St Pauls Cathedral graffiti
Often I step into the porch at St Pauls Cathedral to pause for a moment when I am passing on my way, walking between Spitalfields and the West End. Sometimes I am sheltering from the rain, sometimes I stand and recall the birdseed seller in the magnificent opening shot of “Mary Poppins”, sitting on the steps of St Pauls singing “Tuppence a bag” – but mostly the reason I take a pause here is to marvel at the eighteenth century graffiti.
It can take thirty years or so for marble from a quarry to harden to its final consistency, and this explains how the graffiti of eighteenth century London has become preserved in the marble surround to the central door of Wren’s cathedral. Here you will find innumerable names overlaid upon each other with dates from the latter half of the eighteenth century, many inscribed in an elegant flowing cursive script. It reminds me of the work of Cy Twombly.
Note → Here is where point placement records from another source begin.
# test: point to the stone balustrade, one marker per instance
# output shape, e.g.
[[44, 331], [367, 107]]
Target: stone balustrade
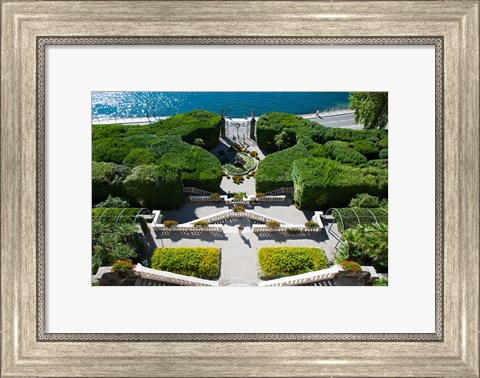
[[171, 278], [190, 228], [280, 191], [192, 189], [303, 279], [260, 228]]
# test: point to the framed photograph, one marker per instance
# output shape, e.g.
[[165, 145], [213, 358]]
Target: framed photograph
[[240, 188]]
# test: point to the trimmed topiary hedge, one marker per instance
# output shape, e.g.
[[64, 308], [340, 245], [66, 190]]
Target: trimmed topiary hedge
[[155, 187], [321, 183], [192, 125], [275, 171], [366, 148], [107, 179], [200, 262], [276, 262], [139, 156], [198, 167]]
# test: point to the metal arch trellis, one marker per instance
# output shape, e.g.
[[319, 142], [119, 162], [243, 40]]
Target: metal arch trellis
[[340, 215], [139, 213], [373, 215], [119, 215], [358, 218]]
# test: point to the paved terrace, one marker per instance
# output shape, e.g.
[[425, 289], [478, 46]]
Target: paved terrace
[[239, 252]]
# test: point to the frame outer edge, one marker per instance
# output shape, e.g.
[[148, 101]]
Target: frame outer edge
[[12, 156]]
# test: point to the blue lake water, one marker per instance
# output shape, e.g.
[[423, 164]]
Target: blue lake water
[[234, 104]]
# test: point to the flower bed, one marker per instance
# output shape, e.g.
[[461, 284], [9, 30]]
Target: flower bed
[[200, 262], [170, 223], [276, 262], [228, 163]]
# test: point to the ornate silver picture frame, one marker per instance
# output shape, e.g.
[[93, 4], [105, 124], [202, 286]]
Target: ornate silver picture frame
[[27, 28]]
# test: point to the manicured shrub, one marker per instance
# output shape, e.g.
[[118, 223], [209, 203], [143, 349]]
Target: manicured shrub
[[349, 217], [155, 187], [366, 148], [351, 266], [112, 213], [378, 163], [364, 200], [288, 261], [285, 128], [191, 126], [144, 225], [366, 244], [110, 150], [350, 135], [380, 282], [107, 179], [200, 262], [272, 224], [108, 131], [169, 223], [122, 265], [198, 168], [383, 143], [341, 152], [322, 183], [275, 171], [139, 156], [116, 202], [215, 196]]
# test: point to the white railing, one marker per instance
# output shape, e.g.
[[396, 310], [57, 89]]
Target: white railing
[[173, 278], [227, 214], [267, 199], [190, 228], [303, 279], [192, 189], [279, 191], [260, 228], [206, 199], [312, 277], [157, 218]]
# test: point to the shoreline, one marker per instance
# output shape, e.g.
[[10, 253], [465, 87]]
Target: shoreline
[[145, 121]]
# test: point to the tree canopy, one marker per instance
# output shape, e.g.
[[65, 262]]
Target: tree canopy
[[371, 109]]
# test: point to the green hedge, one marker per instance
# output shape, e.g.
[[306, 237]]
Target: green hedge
[[278, 262], [321, 183], [155, 187], [366, 148], [107, 179], [271, 124], [339, 151], [110, 150], [190, 126], [139, 156], [198, 167], [110, 214], [346, 218], [200, 262], [350, 135], [275, 171]]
Some inscriptions are higher than the human arm could naturally reach and so I surmise that people must have stood upon boxes or each other’s shoulders to incise these names with iron nails or pocket knives, up above the rest. My particular favourite piece of graffiti is the bird with the bald human head pictured below. I like to think this might be an apprentice’s caricature of some pompous overweight employer.
Mostly, people go in and out of the cathedral through the smaller doors on the either side of the porch. The tall central door is only open on special occasions, so few ever notice this hidden graffiti, written all those years ago with such grace by Londoners long-forgotten. It takes a while to accustom your eye to deciphering these feint calligraphic lines that are almost unphotographable. For nearly twenty years now, I have been going back to look and each time some new detail becomes apparent. There is much more than I have been able to show you in these two pictures, so next time you are passing, be sure to take a moment to pause in the porch, take look for yourself and wonder.
Oh yes! St. Paul’s! What a lovely place to stop.
Rats! Another fascinating tidbit I want to check out immediately and cannot because I am sitting in my apartment in California and my front door does not magically open onto London, much as I would wish it.
I missed that graffiti, but I saw plenty climbing up and up and up to the top of St. Paul’s when I visited there some years back, it is all along the spiral staircase. I found it fascinating to read what was left there by other climbers a long time ago.
In the square in front of St. Pauls, a few feet to the left (as you face it) of the statue of Queen Ann, there’s the name Tim carved into on of the stones that make up the square. It looks to be very old and in old style font. My name being Tim, my curiosity is piqued. Does anyone have any information on this. My thinking, because of it’s style, apparent age and location, is that this was the artisan who laid those stones and built that square. Anyone?